My guess (knowing absolutely nothing about how the compiler works) is that the compiler just adds every words in closures to the dictionary as long as there is a (collect words), without trying to check if they can actually be collected?
It seems like a difficult/impossible problem to solve in general. Your example is simple so there’s definitely some improvement that could be made, but what if that query failed and the program proceded with the standard library code?
Or in an unrelated case, every variable could potentially contain a closure, and so on. So I guess the compiler simply took the easy path.
The way the Z-machine’s I/O works, there’s a 10-bit character encoding that’s somewhat configurable by the game (letting you put a certain number of non-ASCII characters into the charset), used for most input and output, and also a special opcode to print any 16-bit Unicode character, separate from the string-encoding system.

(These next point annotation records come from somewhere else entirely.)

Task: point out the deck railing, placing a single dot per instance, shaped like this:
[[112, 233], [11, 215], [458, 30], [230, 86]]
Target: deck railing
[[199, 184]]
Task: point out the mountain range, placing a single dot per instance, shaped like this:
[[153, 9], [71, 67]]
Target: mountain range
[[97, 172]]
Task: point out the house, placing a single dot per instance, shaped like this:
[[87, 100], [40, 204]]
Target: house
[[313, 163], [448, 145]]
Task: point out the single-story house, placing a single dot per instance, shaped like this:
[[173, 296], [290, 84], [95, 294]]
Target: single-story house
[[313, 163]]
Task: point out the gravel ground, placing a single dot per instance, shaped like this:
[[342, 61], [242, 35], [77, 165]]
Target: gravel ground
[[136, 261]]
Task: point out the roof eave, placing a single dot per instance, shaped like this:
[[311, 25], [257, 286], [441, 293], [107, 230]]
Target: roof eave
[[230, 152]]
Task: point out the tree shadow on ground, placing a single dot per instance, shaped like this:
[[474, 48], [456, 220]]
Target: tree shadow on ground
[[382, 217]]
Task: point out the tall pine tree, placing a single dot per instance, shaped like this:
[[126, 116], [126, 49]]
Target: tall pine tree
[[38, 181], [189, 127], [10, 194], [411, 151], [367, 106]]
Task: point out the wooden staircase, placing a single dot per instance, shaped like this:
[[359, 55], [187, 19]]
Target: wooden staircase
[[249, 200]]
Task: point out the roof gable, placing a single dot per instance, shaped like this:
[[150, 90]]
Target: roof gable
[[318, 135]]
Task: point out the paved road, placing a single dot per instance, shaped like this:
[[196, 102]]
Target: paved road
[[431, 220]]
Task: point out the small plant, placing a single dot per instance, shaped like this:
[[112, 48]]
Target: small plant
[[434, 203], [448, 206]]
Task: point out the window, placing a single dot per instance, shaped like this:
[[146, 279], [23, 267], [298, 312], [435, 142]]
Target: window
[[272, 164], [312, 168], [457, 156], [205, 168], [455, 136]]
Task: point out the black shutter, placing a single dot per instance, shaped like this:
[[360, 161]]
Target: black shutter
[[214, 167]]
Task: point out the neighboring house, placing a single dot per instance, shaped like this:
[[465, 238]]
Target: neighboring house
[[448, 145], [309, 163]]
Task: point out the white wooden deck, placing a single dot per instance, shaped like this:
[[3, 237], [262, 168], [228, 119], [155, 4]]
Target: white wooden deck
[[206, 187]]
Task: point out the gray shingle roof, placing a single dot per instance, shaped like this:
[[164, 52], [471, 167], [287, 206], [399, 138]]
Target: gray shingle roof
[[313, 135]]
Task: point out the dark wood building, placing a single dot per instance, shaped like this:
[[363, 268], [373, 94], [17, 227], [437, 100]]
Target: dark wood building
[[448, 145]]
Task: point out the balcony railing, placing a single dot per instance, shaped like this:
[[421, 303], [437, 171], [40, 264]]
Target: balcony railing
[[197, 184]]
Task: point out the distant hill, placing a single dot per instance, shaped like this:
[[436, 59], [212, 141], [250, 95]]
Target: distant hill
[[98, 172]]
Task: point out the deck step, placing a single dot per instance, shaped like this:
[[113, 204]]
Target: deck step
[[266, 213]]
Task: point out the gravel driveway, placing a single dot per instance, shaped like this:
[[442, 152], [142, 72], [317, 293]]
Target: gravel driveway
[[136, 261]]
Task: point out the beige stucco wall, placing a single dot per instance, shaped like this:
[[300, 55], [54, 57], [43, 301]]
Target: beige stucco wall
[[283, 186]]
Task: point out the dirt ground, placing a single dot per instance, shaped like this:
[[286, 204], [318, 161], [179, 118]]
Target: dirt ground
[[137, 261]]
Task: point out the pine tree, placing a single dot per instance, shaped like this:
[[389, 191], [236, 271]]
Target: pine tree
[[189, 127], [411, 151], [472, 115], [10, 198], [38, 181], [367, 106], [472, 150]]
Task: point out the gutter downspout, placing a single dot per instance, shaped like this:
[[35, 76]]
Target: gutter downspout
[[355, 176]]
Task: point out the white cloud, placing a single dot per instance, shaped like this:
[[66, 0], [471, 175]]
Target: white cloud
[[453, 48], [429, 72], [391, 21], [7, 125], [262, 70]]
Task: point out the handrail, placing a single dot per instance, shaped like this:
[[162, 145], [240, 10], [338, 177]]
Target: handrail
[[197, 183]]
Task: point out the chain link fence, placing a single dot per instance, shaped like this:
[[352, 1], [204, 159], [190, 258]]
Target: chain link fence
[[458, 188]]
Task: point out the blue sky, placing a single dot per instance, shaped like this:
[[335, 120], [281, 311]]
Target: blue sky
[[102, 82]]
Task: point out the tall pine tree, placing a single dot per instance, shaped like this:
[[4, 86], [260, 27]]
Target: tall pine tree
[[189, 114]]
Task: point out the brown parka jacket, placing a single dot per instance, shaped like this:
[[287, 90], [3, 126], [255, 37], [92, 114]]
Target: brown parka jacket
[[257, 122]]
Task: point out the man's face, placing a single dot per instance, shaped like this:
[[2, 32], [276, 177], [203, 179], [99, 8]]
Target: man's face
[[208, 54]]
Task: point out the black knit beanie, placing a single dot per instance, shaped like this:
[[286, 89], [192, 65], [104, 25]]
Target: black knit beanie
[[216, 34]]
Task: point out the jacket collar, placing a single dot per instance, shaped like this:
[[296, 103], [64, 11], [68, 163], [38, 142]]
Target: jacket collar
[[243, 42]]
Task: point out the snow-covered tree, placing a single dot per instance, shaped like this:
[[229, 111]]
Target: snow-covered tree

Currently Dialog doesn’t use any of that. If a non-ASCII character is output, it’s replaced with an ASCII equivalent (usually ?); if a non-ASCII character appears in a (collect words), the compiler rejects it.
Here’s the problem: if any closure ever appears inside a (collect words) or similar construction, Dialog considers every closure to be potentially used inside a (collect words), because internally, all closures are compiled together into a big routine.
And in the Standard Library, well, that’s always true, because (the full $) is used to parse disambiguation questions, and that uses closures in the list-printing mechanism.
That means this fails:
(program entry point)
*(repeat forever)
(line)
(get input $Words)
(collect $Obj)
(determine object $Obj)
*(object $Obj)
(from words)
*(dict $Obj)
(matching all of $Words)
(into $List)
$List
(query {ašdf})
(empty $Words) %% Fail and repeat if not empty
#apple
(dict *) apple red fruit
#pear
(dict *) (query {pear})
I’ve made a pull request to change this error to a warning. Now, it will instead say:
Warning: Unsupported character U+0161 in dictionary word ‘@ašdf’. This word will never be recognized by the parser.
So if the author can guarantee that the {ašdf} closure will never be used in parsing—which I can, in this example—then there’s nothing to worry about!